6. Bolt Thrower - Those Once Loyal (2005)
You know, I still think Bolt Thrower is overrated to an extent, and I still think that Karl Willetts isn't that great of a vocalist, but with that in mind, do you have any idea how amazing these songs areThose Once Loyal is so fucking good that the band decided not to record any more albums until they personally feel like they managed to top it, and as a result haven't released anything in over a decade.  This album is so incredible that it actually managed to kill one of the greatest death metal bands that ever existed.  Their themes of war come across in their music in a vicious way, with everything they release being pummeling and visceral, with an added emphasis on heaviness and groove that every death metal band wishes they could perfect.  This actually sounds like a tank, it sounds like a several ton death machine crushing skulls in the trenches while it fires shells the size of a Jeep at a fortified bunker.  The groove elements are just so fucking brilliant, I legitimately can't think of anything to compare them to, it's all so deep and heavy and crushing, nobody sounds like Bolt Thrower and they reign as one of the most influential death metal bands of all time for a reason.  Those Once Loyal is suffocating, and it's basically the antithesis of the common tech death criticism of "all style, no substance".  This is is nothing but substance, and the style comes not from flashy noodling or inhuman drumming, but just from extremely well written riffs and songs.  I can't describe this, I really can't, there are only like three adjectives I can use and they're all the best versions of those adjectives I can think of.  Nothing is more crushing, nothing is more groovy, nothing is more heavy, everything they do is perfect.  This is superlative death metal and the absolute best thing the genre managed to create during this decade.  That's all there is to it, if you can't rock out to the beastly grooves of "The Killchain" or the pummeling brutality of "Last Stand of Humanity", then I don't want to know you.


5. Melechesh - Emissaries (2006)
Remember how hard I ejaculated over Sphynx in the last entry?  Well Emissaries is somehow better in every conceivable way.  All of the Mesopotamian fury, all of the black/death/folk insanity, all of the masterfully written riffs intertwined with sublime melodies, all of it is here and better than ever.  The fire that burned within the band was at an all time high during this period, and they never managed to match what they had here.  Later albums are still good, but they're focused more on mid paced grooves and chanting ancient incantations.  Melechesh still did those thing back in 2006, but it was with so much more vitriol and wrath.  When the band plays something like "Rebirth of the Nemesis" or "Touching the Spheres of Sephiroth" live, it sounds like a completely different band took the stage.  Emissaries was just on a whole other level, a completely different plane of existence when writing this.  This is what would happen if Satan had written the Dead Sea Scrolls.  It sounds ancient, it sounds like long sleeping gods have awoken and learned how to play metal, and in doing so have crafted something otherworldly in spirit while remaining malevolent and vicious.  As great as Sphynx is (and I should remind you that it's really really great), everything about Emissaries is just a little bit faster, a little bit heavier, and a little bit bigger.  I love albums that sound larger than life, like you're part of something greater for merely listening to it, and this is one of the best albums for capturing that feeling.  Even with the ethereal majesty lifting the album over almost all of its contemporaries, it's still loaded down with brutal riffing.  It's just strong, powering through swaths of unsuspecting slaves and sweeping them up in its mighty jaws, devouring everything in its path.  I'll never get over Melechesh's ability to riff like they do, with the unique percussive elements and powerful melody playing off each other so well in the background.  This is decidedly more in line with black metal than the more nebulous entity that Sphynx was, but it doesn't work to the album's detriment.  I can't gush forever, just fuck everything else and get this album.
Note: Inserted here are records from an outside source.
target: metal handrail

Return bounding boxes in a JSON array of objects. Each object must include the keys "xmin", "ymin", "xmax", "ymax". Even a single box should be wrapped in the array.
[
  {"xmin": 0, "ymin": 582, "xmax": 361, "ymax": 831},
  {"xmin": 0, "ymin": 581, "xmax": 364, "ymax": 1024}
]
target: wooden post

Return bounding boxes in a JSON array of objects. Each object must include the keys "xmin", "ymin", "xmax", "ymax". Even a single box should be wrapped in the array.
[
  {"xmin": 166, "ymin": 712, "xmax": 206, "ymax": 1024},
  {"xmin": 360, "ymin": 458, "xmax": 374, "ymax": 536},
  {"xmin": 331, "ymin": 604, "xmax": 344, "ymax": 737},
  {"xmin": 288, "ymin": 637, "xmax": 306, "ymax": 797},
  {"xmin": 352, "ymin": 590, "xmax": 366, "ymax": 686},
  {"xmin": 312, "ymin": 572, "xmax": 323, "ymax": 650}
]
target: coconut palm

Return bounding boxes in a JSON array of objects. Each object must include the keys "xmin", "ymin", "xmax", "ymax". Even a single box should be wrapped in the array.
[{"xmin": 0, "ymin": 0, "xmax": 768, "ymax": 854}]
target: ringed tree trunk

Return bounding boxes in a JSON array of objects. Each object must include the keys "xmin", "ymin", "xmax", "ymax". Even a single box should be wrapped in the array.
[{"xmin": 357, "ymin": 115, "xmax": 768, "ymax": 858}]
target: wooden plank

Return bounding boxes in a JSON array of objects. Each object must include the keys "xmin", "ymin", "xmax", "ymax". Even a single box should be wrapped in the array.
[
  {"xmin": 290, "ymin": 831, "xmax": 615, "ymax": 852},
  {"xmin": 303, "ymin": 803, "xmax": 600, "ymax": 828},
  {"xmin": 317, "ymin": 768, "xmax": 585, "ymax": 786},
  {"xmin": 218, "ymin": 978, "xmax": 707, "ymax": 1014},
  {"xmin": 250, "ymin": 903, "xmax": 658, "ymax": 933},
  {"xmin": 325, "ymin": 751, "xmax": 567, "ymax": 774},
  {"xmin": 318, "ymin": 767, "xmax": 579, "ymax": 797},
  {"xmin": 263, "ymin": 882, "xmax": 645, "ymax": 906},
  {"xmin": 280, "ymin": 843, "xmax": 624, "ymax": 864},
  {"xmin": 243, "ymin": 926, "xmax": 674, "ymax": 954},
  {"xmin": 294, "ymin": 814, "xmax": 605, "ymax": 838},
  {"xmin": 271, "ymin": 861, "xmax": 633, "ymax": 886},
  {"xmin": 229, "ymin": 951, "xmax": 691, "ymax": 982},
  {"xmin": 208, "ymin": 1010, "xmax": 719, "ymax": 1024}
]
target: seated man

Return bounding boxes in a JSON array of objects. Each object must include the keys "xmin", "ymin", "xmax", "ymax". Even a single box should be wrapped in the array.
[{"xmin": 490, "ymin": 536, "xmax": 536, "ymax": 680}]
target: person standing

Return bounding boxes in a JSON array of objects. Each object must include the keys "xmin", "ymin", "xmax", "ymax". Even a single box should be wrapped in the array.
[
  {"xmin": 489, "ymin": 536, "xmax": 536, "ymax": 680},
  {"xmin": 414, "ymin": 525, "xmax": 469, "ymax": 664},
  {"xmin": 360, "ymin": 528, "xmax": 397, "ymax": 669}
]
4. Persuader - Evolution Purgatory (2004)
HA!  You thought I implied that When Eden Burns was the superior album back in their entry, didn't you?  Well psyche, because Evolution Purgatory, despite not being quite as melodic or catchy as its successor, is loaded down with such a hefty fucking set of testicles that it manages to club everything else to death like a tanuki.  This was the go-to album for me and everybody back in the mid 2000s whenever power metal was criticized as being too melodic and flowery and girly, because there is more testosterone in these 47 minutes than the Detroit Lions locker room.  And that's not to say this is entirely amelodic.  Tracks like "Masquerade" and "Passion/Pain" aren't afraid to throw in some light keys and powerful guitar melodies into the forefront, with most of the harmonized vocals populating every chorus sounding like any given Blind Guardian track from the mid 90s.  But even when the melody is in the forefront, Evolution Purgatory is thick and muscular.  Carlsson's vocals are even more chaotic and driven here, as he showcases his versatility more than ever.  The opening verse of "Turn to Dust" basically cycles through every possible style of vocal for a metal band, and it's natural instead of gimmicky.  There are groovy, hooky tracks like "Godfather" mixed in with thrash influenced rippers like "Fire at Will" and "Sanity Soiled", along with more standard power metal flare (though with a huge emphasis on face punching attitude) like "Strike Down" and "Masquerade".  I once described this as "Blind Guardian on PCP", and it's still true, all these years later.  I'll admit that this is another album that probably has nostalgia helping it rank as high as it is, being that this album is basically the soundtrack to the summer before my senior year of high school, sonically guiding me through probably the most significant personal growth I've ever experienced apart from my comically brief stint in the military and the first time I punched a clown.  But unlike Children of Bodom up there, I never doubted for one second that this would rank in the top ten.  Evolution Purgatory is genuinely one of the greatest power metal albums of all time, and certainly the best that wasn't released by Blind Guardian, Helloween, Gamma Ray, etc.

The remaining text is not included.